Università siciliana in declino. “In atto il più grande disinvestimento della storia”

PALERMO – Sarebbe in atto “il più grande disinvestimento nella storia della formazione superiore”.

Secondo l’ultimo rapporto della Fondazione Res, istituto di ricerca su economia e società in Sicilia (presieduto dall’ex ministro per la Coesione territoriale nel governo Letta Carlo Trigilia), negli ultimi sette anni “l’università italiana si è ridotta del 20%”.

L’indagine condotta dall’economista dell’Università di Bari Gianfranco Viesti, dal titolo “Università in declino”, e che sarà presentata giovedì a Catania, evidenzia alcuni numeri allarmanti: negli atenei sono spariti studenti, docenti, corsi di studio; il finanziamento pubblico è stato tagliato di 1,1 miliardi da Berlusconi-Gelmini-Tremonti che non sono stati mai più rifinanziati.

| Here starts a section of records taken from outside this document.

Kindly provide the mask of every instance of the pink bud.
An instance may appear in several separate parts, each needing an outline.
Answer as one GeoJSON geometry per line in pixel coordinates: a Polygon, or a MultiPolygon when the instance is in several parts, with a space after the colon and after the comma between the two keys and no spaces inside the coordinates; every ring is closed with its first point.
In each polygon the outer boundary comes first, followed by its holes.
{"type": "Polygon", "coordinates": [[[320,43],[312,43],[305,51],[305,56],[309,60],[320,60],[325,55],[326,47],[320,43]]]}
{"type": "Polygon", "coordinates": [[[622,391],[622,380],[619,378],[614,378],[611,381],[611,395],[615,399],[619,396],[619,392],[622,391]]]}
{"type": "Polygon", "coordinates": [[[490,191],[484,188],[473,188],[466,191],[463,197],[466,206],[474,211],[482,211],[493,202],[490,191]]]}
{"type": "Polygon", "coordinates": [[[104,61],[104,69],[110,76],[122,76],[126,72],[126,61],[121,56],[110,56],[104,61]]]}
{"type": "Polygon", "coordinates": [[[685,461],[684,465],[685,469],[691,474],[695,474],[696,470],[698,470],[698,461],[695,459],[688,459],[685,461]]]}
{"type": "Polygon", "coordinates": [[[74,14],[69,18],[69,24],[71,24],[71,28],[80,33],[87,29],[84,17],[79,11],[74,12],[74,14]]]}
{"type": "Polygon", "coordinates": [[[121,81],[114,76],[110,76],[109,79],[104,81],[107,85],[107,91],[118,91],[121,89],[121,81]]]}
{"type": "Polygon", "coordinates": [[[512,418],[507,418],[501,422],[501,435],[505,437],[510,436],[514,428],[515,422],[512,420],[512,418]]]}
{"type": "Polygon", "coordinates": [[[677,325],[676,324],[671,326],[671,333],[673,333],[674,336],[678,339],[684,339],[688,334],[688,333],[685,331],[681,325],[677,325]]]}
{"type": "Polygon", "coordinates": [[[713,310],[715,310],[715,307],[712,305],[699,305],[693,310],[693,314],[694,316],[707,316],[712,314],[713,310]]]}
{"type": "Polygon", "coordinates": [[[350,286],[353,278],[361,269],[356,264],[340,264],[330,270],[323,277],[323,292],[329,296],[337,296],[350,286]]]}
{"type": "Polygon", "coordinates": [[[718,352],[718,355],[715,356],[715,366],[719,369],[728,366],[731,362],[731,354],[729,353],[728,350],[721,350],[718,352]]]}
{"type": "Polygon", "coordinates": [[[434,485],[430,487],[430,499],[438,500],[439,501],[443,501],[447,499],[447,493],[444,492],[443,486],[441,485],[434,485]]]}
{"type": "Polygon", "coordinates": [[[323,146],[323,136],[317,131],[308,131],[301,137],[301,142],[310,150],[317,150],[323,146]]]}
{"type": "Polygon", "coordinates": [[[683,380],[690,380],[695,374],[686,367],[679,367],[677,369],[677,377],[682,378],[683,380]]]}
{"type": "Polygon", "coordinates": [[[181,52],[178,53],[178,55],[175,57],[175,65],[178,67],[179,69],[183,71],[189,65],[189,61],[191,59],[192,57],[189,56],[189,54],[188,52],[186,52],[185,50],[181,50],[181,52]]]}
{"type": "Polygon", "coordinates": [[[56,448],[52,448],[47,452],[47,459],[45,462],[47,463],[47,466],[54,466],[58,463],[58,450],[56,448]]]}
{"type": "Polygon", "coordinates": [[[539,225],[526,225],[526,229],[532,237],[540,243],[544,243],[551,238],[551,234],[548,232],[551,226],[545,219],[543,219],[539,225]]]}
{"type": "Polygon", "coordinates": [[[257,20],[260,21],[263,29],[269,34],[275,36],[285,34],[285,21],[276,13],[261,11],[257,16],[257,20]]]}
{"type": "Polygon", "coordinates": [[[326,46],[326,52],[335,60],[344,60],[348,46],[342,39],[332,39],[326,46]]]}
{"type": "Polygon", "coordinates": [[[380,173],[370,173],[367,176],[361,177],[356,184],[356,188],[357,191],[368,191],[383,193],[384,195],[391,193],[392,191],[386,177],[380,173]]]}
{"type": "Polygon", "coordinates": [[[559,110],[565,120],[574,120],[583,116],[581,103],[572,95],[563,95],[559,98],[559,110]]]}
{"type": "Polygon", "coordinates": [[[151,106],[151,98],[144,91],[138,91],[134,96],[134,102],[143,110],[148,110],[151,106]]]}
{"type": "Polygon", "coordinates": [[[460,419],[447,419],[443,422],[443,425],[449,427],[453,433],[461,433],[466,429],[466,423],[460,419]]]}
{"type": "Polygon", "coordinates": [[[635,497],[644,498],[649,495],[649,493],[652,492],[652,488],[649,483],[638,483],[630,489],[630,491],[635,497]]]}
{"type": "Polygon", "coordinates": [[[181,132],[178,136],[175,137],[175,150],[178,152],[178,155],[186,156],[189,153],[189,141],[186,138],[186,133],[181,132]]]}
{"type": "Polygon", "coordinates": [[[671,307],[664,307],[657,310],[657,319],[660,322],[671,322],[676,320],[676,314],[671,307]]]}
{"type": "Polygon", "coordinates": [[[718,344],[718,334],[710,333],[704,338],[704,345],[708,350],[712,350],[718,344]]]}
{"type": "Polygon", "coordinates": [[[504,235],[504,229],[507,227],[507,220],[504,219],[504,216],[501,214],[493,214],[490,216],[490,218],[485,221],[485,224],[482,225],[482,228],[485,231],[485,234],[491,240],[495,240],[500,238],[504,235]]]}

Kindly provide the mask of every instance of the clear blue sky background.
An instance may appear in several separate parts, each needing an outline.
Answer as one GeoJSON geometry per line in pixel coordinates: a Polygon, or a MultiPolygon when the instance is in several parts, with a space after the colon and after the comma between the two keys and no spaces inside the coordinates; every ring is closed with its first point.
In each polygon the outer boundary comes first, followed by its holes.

Nei primi sette anni della crisi, inoltre, l’Italia ha investito meno di 7 miliardi nella sua università, mentre la Germania 26. L’Italia ha tagliato gli investimenti del 22%, la Germania li ha aumentati del 23%. Se è vero che il declino dell’università è una questione nazionale, una serie di fenomeni preoccupanti si concentrano maggiormente al Sud, dove si acuiscono le differenze rispetto al Nord del paese.



Si tratta, secondo Trigilia e Viesti, di un “nuovo divario”, perché, a differenza di altri fenomeni economici e sociali, esso prende forma soprattutto a partire dagli anni settanta, con il passaggio dall’università d’elite a quella di massa.

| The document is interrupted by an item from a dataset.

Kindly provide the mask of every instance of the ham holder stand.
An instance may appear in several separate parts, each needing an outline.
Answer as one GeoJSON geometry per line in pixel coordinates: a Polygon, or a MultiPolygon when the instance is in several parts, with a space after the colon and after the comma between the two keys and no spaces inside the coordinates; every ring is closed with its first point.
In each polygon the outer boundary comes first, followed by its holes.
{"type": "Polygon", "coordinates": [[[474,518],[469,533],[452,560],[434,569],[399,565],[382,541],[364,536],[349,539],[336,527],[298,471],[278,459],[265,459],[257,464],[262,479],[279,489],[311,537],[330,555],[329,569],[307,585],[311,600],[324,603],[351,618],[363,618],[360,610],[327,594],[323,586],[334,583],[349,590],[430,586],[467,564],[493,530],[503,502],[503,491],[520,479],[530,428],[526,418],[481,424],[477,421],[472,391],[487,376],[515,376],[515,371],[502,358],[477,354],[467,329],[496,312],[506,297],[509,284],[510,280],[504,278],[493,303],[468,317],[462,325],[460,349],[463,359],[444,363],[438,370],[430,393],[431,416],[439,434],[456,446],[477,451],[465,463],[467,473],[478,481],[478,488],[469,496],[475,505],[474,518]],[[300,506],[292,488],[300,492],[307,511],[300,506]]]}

I risultati di questa tendenza sono allarmanti: gli studenti immatricolati si sono ridotti di oltre 66 mila (-20%); i docenti sono scesi a meno di 52 mila (-17%); il personale tecnico amministrativo a 59 mila (-18%).

La metà del calo delle immatricolazioni è al sud. Il 30% degli immatricolati meridionali si iscrivono al Centro Nord.

In Sicilia ormai quasi un terzo emigra, a fronte di meno di un sesto nel 2003-2004. Ne scaturisce l’immagine di un’università in declino, con un peso e un ruolo fortemente ridimensionati rispetto a quanto accade nel resto dei Paesi avanzati, dove il tema dell’istruzione e della formazione di capitale umano qualificato “è sempre più riconosciuto come fattore cruciale per uno sviluppo economico solido e capace di coesione sociale”.